1990 Volume 5 Issue 2 Pages 249-261
The absorption, distribution and excretion of 14C-KT1-32 were studied after repeated oral administration to male rats. Transfer of radioactivities into the fetus and milk after oral administration of 14C-KT1-32 to pregnant or lactating rats were studied. The induction of the hepatic drug-metabolizing enzymes was studied after repeated oral administration of KT1-32 to male rats.
1. On day 13 and 18 of gestation, the autoradiography revealed that the radioactivity in the fetus was lower than that in the maternal blood. On day18 of gestation, the radioactivities in the fetal liver and kidney were lower than that in the maternal plasma.

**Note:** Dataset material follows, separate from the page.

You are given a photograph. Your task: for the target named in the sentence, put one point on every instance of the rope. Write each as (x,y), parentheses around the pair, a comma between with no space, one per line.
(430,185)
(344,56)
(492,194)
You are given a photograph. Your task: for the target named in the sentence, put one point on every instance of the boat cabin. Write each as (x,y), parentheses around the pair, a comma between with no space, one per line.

2. The radioactivity in the milk was lower than that in the maternal blood within 8hr after administration. The disappearance of radioactivity from the milk was slower than that from the blood.
3. After repeated administration, the radioactivity in the blood reached the steady state within 24hr following the 1st administration. Cumulative excretion ratios in urine and feces reached a constant value after the 3rd administration. The radioactivities in the tissues at 24 hr reached the steady state after the 7th administration, but the disappearance of radioactivity from the tissues after the 21st administration was quite similar to that after single administartion.
4. In the plasma and urine after the 21st administration, the Ml, M2 metabolites and the intact drug were detected as major components and M4, M3, M5 and M6 were found in the urine as the minor ones.
5. After repeated oral administration of KT1-32 to male rats, there was no induction of the hepatic drug-metabolizing enzymes.